[ QUOTE ]
[ QUOTE ]
[ QUOTE ]
[ QUOTE ]
[ QUOTE ]
Now they calculate risk of ruin r as:
r = q + (1-q)*r^2.
I'm really confused by what r would be on the right side of this formula. Is it possible to give p,q, and r a value at this point on the right side of the formula in order to come up with a value for r on the left side?
[/ QUOTE ]
r is the risk of ruin for playing forever. It is the same on both sides of the equation.
You have found the correct derviation.
[/ QUOTE ]
ok...
I'm still stuck at the "first neat trick", where r=q+(1-q)*r^2...
This shows that we can bust either by winning once then busting, or by busting outright on the first flip, if we have a bankroll of 1 unit.
However, there's some chance that we're going to win 3 flips and then bust also, right?
[/ QUOTE ]
That is included in the second term where we win the first flip and then go bust after that.
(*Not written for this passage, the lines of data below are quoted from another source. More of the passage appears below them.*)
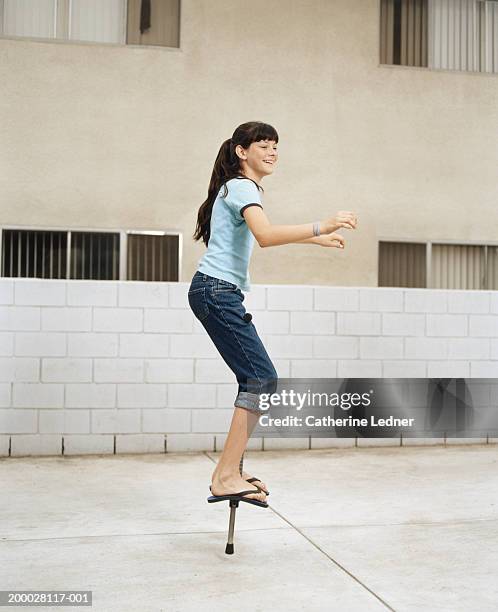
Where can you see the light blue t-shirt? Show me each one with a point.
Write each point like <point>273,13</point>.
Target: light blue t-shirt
<point>231,241</point>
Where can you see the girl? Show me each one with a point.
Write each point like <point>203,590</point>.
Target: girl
<point>228,222</point>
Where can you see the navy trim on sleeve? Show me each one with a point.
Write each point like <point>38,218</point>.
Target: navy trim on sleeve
<point>247,206</point>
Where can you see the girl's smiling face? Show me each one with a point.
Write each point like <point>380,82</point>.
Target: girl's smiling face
<point>259,159</point>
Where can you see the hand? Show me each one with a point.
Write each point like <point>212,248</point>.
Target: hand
<point>330,240</point>
<point>344,218</point>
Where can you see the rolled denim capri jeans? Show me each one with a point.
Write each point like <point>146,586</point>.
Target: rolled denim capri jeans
<point>218,305</point>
There are only 2 cases. The second term includes all cases where we win the first bet and then go broke at any time after that, no matter how many wins and losses that takes. The probability of this is r^2 because however we go bust, we must lose a $1 bankroll twice, and r is the probability of losing $1 once.
[/ QUOTE ]
Wow.
Okay, I'm going to continue with the derivation and see if I run into any other problems. Thanks for your help, Bruce.
[/ QUOTE ]
In textbook derivations of gambler's ruin for the coin flip game, this is usually done with a difference equation instead of a quadratic. I have given that derivation
here, and it leads to the same result. This is just for the coin flip game against an opponent with a finite bankroll, and the derivation in Sileo's paper starts with the end result of this derivation. Note that against an opponent with an infinite bankroll, T->infinity, and the risk of ruin reduces to (q/p)^B, which agrees with the quadratic derivation. The quadratic equation was intended to be a simplification for people who might not be familiar with difference equations. The difference equation derivation is actually stronger, because the quadratic equation does not exclude r = 1 as a possible solution.